Heron in the reflection of Mt. Rainier


Today’s revision was inspired by two things. One, last weekend at writers meet-up we were each challenged to come up with a goal to accomplish during the two weeks before our next meet-up. I announced to the group that I would have a re-write of my first chapter done. This felt like a reasonable goal as I had already presented the first page to my critique group. Two, I read a chapter in The Road to Somewhere (second edition) on reflection that inspired me to read through my first chapter and write a reflection piece.

The plan–To read through the first chapter of my novel and journal on some of these prompts:

Why did I want to write this piece in the first place? Where did it come from?

Has the original idea Changed? In what ways?

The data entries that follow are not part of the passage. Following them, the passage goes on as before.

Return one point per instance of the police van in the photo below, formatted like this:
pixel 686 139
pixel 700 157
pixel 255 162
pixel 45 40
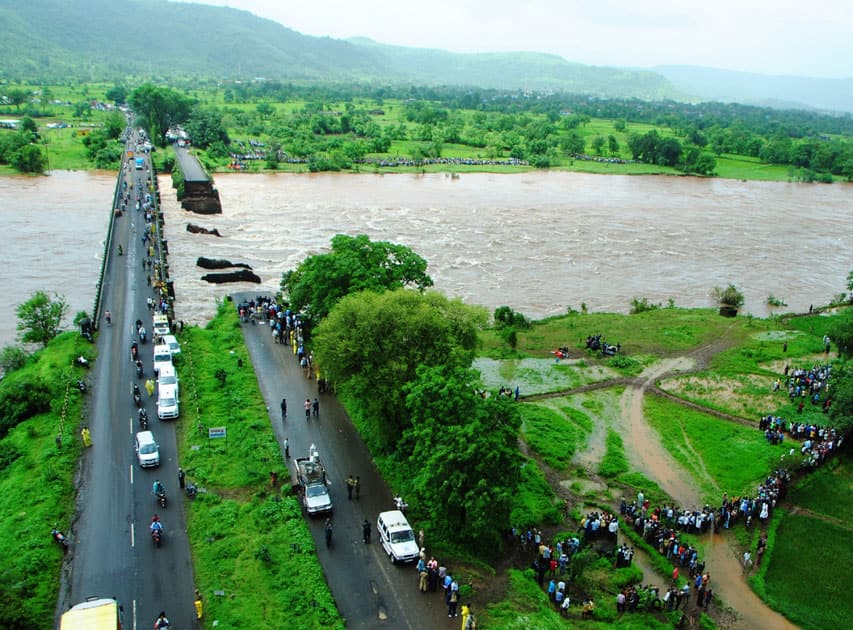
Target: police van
pixel 397 537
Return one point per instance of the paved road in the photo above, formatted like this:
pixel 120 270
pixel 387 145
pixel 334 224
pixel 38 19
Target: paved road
pixel 190 166
pixel 113 555
pixel 369 591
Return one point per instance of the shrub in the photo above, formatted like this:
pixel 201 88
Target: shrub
pixel 22 400
pixel 12 358
pixel 506 317
pixel 642 305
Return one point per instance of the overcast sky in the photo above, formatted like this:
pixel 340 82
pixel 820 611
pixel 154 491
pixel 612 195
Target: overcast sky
pixel 799 37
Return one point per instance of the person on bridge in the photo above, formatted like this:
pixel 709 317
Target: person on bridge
pixel 162 621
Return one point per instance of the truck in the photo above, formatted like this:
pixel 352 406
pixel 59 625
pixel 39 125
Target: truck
pixel 311 483
pixel 96 613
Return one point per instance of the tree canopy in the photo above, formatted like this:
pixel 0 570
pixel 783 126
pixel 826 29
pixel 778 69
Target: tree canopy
pixel 40 317
pixel 160 108
pixel 371 345
pixel 463 453
pixel 355 264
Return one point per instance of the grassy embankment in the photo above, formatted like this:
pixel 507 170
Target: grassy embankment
pixel 37 480
pixel 813 548
pixel 248 539
pixel 721 455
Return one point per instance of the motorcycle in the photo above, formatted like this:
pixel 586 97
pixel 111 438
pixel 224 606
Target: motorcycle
pixel 60 538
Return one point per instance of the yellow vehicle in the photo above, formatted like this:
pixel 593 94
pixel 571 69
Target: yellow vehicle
pixel 96 613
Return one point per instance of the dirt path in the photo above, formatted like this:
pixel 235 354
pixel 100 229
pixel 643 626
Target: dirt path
pixel 729 583
pixel 642 444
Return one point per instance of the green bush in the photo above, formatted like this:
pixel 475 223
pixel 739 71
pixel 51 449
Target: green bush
pixel 20 399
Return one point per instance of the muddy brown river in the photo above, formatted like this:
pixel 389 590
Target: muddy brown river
pixel 539 242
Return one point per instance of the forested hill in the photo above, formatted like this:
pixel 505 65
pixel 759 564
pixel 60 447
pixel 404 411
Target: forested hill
pixel 108 40
pixel 761 89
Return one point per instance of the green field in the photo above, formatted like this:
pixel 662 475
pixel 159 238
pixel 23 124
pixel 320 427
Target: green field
pixel 721 456
pixel 808 577
pixel 37 480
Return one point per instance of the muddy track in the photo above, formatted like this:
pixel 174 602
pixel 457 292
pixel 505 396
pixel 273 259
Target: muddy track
pixel 647 454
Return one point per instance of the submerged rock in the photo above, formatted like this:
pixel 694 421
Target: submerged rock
pixel 197 229
pixel 242 275
pixel 218 263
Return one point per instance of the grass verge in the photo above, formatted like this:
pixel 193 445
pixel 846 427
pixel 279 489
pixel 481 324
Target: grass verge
pixel 791 563
pixel 37 484
pixel 271 578
pixel 722 456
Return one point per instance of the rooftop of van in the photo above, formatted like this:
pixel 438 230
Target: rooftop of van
pixel 394 518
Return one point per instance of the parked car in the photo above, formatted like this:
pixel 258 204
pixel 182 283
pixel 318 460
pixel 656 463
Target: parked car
pixel 162 356
pixel 397 537
pixel 168 377
pixel 147 450
pixel 167 402
pixel 172 342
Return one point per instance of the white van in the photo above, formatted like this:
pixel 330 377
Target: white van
pixel 162 356
pixel 167 402
pixel 161 325
pixel 147 450
pixel 397 537
pixel 167 377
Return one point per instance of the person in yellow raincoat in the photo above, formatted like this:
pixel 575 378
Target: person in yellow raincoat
pixel 199 604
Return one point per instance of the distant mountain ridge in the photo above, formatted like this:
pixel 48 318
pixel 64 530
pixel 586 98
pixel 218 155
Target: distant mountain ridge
pixel 762 89
pixel 156 39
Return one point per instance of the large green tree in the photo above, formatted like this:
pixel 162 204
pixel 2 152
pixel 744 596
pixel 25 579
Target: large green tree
pixel 355 264
pixel 160 108
pixel 463 455
pixel 205 127
pixel 371 345
pixel 40 317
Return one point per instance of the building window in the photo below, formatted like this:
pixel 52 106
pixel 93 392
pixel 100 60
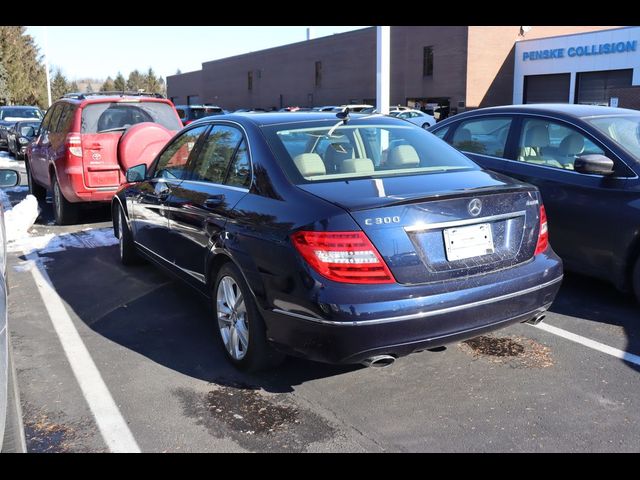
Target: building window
pixel 427 62
pixel 318 73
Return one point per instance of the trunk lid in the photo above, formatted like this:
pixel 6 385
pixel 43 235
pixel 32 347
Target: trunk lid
pixel 100 159
pixel 490 221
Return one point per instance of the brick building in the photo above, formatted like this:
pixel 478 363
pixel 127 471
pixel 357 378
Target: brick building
pixel 454 66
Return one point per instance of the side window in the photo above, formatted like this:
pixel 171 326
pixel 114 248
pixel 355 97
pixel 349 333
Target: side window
pixel 53 126
pixel 215 155
pixel 441 133
pixel 47 119
pixel 64 125
pixel 487 136
pixel 173 161
pixel 553 144
pixel 240 169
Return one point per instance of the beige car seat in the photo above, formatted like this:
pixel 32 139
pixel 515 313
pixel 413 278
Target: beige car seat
pixel 536 138
pixel 403 156
pixel 310 164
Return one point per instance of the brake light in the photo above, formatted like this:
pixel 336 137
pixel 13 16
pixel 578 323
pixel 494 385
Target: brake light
pixel 74 144
pixel 347 257
pixel 543 235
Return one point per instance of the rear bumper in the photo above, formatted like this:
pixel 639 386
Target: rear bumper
pixel 418 322
pixel 75 189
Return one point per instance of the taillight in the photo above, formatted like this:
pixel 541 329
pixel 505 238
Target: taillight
pixel 347 257
pixel 543 235
pixel 74 144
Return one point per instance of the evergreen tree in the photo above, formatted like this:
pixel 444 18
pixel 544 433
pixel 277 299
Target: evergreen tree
pixel 59 85
pixel 108 85
pixel 152 83
pixel 136 81
pixel 25 76
pixel 119 84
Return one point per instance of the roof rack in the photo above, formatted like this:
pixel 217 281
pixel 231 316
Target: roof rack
pixel 82 96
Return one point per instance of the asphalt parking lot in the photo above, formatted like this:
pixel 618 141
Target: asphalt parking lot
pixel 153 344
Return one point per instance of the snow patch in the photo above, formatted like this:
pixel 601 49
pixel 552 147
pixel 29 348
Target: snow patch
pixel 50 243
pixel 21 218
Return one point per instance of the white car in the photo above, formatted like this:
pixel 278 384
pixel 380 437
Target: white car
pixel 414 116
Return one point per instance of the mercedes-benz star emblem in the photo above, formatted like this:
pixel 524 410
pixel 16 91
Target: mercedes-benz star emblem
pixel 475 207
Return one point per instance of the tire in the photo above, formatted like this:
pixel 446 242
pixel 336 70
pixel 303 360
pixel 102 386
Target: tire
pixel 65 212
pixel 254 353
pixel 635 279
pixel 36 190
pixel 128 253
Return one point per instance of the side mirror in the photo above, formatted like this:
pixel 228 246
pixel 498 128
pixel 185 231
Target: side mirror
pixel 594 164
pixel 137 173
pixel 9 178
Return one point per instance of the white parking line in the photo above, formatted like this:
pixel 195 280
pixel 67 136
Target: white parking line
pixel 601 347
pixel 112 425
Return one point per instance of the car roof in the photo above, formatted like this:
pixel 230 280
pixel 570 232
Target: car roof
pixel 279 118
pixel 88 98
pixel 567 109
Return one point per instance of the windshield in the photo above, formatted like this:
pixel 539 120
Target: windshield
pixel 624 130
pixel 360 149
pixel 101 117
pixel 18 113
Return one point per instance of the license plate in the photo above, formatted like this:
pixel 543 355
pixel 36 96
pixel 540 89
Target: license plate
pixel 467 242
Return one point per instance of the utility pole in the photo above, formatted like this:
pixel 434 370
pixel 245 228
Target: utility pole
pixel 383 56
pixel 46 64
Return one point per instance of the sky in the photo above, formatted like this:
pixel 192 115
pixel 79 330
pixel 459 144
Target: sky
pixel 101 51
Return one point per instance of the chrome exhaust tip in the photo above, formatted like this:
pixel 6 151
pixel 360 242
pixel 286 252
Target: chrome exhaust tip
pixel 536 319
pixel 379 361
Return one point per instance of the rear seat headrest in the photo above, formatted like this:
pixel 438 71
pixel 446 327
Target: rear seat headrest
pixel 403 156
pixel 310 164
pixel 357 165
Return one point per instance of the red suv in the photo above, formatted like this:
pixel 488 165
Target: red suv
pixel 87 141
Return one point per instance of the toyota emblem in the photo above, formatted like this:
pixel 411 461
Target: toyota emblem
pixel 475 207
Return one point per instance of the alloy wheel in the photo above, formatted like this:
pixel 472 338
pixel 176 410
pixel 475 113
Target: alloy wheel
pixel 232 318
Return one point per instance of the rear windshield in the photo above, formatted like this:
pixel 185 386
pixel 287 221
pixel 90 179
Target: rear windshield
pixel 103 117
pixel 19 113
pixel 197 113
pixel 360 149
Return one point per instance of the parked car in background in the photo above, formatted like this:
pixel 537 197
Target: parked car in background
pixel 190 113
pixel 327 108
pixel 414 116
pixel 11 114
pixel 87 141
pixel 586 162
pixel 19 135
pixel 11 428
pixel 339 239
pixel 356 107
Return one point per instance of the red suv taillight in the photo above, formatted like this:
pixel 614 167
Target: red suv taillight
pixel 543 235
pixel 74 144
pixel 347 257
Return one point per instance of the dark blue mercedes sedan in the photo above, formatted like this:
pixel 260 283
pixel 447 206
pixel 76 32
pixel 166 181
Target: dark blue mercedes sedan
pixel 585 160
pixel 342 239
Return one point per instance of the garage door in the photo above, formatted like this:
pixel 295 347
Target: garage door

What problems have occurred in writing it? How have I resolved them? What problems remain?

What really happened–I forced myself to read through the whole chapter which was only nine pages but took a while because I couldn’t stop myself from making changes as I went. I became overwhelmed by the issues I had with it, but after some deep breathing went back and cut large chunks that didn’t move the story along and weren’t insight into the character’s motivations. I made sure to paste these chunks into a file of removed sections in case I want them later. Then I went back and rewrote page two and three of the chapter.

While rewriting, I wanted to revisit the idea of starting with chapter two, so I jumped ahead. I decided my original starting point is the correct place to start the story, but started editing the second chapter until my brain hurt. So, as with most of my writing, reflection and revision are non-linear processes. A goal of rewriting the first chapter before next meet-up may be more difficult than expected, but a good goal none the less.